Her goal is to race at the intermediate level, which requires more endurance and more laps around the course, than the beginner level. The beginners at Wakefield did about 12 miles, Forte says.

She also wants to buy a new bike. She's still using a Trek 4000, a bike that she's had for 10 years.

"Most of the people I notice have these brand new bikes," she says. "I'm at a little bit of a disadvantage."

Forte mountain bikes to stay active. But that's not all she does -- she also runs, swims, road bikes, competes in triathlons and, in the winter, plays hockey.
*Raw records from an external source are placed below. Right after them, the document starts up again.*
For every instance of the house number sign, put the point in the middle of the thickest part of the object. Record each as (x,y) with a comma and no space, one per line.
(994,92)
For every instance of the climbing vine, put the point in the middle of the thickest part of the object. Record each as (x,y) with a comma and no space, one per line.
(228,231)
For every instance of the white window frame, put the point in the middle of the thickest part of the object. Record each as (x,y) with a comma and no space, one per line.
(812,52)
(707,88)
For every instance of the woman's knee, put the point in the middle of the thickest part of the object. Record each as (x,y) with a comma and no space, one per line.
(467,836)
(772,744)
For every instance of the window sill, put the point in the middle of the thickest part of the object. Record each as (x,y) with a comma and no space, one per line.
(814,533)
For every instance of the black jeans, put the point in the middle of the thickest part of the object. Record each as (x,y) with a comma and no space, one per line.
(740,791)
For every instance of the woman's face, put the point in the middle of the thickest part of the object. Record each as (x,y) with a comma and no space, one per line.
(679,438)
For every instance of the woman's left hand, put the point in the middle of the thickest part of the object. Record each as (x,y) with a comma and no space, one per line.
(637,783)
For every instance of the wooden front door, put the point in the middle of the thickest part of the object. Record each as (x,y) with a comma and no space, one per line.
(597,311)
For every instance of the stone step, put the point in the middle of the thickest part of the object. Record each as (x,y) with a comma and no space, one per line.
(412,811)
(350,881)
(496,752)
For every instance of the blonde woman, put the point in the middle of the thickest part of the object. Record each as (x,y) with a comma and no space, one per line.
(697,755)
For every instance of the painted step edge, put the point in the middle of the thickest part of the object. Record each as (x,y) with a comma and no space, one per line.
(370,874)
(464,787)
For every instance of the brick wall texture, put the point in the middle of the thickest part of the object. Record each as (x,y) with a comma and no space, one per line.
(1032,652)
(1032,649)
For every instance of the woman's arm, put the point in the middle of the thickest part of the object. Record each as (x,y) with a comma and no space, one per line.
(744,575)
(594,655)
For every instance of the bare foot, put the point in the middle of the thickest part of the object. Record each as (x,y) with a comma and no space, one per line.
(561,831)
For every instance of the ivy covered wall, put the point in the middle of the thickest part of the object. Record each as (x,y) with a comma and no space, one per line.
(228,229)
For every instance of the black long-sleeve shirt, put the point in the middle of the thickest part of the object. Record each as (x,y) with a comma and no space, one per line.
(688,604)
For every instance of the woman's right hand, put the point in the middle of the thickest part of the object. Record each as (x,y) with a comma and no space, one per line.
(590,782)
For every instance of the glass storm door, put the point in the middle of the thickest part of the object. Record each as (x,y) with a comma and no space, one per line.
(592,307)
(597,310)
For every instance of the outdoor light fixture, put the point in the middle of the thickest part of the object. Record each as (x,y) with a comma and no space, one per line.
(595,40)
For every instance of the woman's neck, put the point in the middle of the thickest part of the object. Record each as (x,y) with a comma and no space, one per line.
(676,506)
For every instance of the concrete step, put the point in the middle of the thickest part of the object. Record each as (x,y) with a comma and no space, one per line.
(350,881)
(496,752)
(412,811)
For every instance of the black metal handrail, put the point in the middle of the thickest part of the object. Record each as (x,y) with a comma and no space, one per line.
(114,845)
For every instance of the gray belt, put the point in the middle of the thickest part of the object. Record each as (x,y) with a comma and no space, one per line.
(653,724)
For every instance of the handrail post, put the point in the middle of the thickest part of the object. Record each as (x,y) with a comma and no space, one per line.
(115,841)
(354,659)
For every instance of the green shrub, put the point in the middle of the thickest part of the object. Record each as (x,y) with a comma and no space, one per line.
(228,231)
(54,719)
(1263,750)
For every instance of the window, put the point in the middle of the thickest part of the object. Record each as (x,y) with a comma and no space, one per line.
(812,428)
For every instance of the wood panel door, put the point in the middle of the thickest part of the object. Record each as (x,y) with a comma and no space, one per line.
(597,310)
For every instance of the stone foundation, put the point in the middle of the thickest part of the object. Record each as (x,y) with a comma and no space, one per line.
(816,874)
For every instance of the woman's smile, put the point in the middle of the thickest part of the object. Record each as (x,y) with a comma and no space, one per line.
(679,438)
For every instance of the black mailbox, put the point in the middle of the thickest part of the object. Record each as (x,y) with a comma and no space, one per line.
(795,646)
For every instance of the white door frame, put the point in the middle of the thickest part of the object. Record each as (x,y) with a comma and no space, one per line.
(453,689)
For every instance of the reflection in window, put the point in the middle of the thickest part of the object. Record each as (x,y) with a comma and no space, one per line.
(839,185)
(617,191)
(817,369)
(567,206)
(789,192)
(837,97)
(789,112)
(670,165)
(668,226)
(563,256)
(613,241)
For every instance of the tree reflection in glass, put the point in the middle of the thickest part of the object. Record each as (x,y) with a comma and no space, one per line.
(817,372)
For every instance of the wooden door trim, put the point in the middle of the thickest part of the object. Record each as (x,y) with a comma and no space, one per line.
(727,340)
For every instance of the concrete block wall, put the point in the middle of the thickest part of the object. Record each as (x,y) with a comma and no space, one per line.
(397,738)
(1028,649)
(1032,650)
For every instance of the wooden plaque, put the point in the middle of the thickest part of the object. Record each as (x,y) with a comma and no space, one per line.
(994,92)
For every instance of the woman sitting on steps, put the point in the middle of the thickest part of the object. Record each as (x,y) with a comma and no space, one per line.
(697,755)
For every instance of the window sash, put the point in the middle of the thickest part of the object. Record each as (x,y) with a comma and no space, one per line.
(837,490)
Forte plays center for the Prince William Wildcats, a team in the Mid-Atlantic Women's Hockey League.

It's a no-check league -- "although," she says, "it can get pretty catty."

When it comes to Forte's favorite sport, it's a tossup between hockey and mountain biking.

"[Hockey]'s a team sport, so it's enjoyable because it's a team and you're working together," she says. "But, individually, [my favorite] is the mountain biking."

Staying active has been a lifelong commitment. She's played sports since she was a child: In high school, Forte played basketball, softball and volleyball.

"Those were the three sports they had for girls. So I played all three," she says.

But she's not obsessive about calories or race times or exercise routines. She just wants to stay fit.

"I don't have a schedule written down. It's whatever I feel like."